1. There is no evidence for a super human who worries about Homo Sapiens. This puts god in the same category as Father Christmas, fire-breathing dragons and Little Red Riding Hood. Lots has been written and asserted about these things but they remain fiction.
rr
2. God is undefined. To exist something must have a specific definition and be falsifiable. It seems to be generally agreed that all gods created the universe but every other attribute of god is flexible and changeable. God’s sole achievement is to have created the universe which is simply to say that the universe exists which is to say nothing of any significance. To be taken seriously god must have some measurable quality which can be identified as god. This does not happen. The various religious texts are patently wrong and silly and therefore cannot be taken as god’s word and therefore evidence of a god.

3. God not only doesn’t exist but the belief in this phenomenon doesn’t work. There is an argument that goes: ‘Everyone needs some higher authority to motivate and discipline them and so let’s have a god regardless of the evidence.’ Yet the clear historical evidence is that most wars, torturing, persecution of the weak including animals, children and women have been perpetrated by people of a religeo-superstitious nature.

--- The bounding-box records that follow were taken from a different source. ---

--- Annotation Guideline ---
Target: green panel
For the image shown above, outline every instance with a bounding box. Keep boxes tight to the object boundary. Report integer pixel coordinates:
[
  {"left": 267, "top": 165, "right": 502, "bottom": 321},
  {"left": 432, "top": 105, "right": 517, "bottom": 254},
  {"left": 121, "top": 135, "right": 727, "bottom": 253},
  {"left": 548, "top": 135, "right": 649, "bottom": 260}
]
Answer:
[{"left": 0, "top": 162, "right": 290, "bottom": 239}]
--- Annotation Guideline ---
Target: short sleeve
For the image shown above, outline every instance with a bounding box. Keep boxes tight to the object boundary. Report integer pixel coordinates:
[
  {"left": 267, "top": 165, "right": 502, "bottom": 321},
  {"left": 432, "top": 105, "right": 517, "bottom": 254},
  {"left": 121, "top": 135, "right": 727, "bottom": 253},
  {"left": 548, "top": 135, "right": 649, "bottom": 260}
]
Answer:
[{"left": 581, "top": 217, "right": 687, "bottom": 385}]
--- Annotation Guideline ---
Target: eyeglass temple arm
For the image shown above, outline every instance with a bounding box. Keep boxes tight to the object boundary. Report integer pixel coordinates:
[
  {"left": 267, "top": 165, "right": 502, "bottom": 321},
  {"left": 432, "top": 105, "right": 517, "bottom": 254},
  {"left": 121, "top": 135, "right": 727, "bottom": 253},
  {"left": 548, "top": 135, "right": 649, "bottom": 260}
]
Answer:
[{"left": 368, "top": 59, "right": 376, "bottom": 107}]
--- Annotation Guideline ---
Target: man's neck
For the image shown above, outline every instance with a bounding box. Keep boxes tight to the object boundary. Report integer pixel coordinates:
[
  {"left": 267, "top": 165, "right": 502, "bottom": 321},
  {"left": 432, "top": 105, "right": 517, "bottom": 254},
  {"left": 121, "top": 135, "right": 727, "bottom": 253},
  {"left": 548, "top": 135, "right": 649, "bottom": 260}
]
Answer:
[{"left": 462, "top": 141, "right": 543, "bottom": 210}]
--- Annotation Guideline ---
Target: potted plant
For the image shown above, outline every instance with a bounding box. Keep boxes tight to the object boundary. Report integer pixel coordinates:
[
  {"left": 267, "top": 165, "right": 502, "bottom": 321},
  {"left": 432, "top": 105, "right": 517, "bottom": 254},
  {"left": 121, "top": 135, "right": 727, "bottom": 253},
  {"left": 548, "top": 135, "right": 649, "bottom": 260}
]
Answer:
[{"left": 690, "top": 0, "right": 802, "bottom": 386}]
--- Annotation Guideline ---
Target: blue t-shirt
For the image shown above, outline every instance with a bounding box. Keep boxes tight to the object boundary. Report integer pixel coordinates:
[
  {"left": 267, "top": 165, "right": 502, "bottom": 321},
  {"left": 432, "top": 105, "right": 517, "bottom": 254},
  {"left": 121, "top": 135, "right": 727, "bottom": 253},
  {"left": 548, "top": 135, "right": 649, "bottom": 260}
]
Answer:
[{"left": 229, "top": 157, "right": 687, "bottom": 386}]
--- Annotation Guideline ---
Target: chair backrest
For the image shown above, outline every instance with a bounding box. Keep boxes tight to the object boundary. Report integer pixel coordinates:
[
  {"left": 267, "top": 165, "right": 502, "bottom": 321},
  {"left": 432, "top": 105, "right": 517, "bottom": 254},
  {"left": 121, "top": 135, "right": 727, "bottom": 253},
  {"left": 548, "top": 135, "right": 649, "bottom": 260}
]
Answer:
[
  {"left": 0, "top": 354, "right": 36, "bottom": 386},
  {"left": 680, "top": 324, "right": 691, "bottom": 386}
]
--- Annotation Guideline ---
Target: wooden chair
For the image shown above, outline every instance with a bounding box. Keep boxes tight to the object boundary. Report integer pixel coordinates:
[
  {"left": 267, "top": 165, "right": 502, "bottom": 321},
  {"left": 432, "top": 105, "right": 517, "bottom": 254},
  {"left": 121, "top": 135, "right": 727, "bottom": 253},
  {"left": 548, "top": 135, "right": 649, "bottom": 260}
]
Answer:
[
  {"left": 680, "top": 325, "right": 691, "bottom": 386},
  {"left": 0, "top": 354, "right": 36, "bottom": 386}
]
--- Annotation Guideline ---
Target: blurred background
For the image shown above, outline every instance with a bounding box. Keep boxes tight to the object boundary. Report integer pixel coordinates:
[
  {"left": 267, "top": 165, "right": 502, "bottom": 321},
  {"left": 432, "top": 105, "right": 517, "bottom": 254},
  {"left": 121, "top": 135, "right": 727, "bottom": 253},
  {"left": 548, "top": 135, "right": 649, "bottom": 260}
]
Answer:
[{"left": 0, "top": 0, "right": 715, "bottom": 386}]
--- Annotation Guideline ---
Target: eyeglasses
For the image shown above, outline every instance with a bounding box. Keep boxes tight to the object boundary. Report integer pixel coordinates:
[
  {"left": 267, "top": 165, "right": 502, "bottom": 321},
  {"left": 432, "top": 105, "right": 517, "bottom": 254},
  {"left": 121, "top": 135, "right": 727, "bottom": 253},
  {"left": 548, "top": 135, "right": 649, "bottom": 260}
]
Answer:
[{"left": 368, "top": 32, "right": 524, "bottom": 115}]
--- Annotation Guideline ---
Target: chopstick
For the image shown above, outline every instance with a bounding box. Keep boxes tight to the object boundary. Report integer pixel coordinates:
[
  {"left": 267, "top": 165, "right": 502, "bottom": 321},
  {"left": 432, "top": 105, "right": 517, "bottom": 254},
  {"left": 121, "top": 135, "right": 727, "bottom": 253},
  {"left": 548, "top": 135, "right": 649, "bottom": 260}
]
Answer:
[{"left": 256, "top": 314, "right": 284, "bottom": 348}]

Most beneficial advances and behaviours have been perpetrated by scientific and logical thinkers. In general, the more superstitious is a society then the more evil is its moral attitudes.

The evidence as it seems to be now: The universe is simply here, resulting from a ‘big-bang’ about 16 billion years ago. No one knows how this came to happen. Life is simply a chemical process relying on an unstable chemical DNA, which given enough time – about 2 billion years – and the forces of natural selection results in billions of somewhat dysfunctional and useless but rather fascinating life forms. And so here we are. Definitely not intelligent design but muddled into existence and needing to make the best of it. All we have is our temporary existence. The best we can attempt is be rational and nice.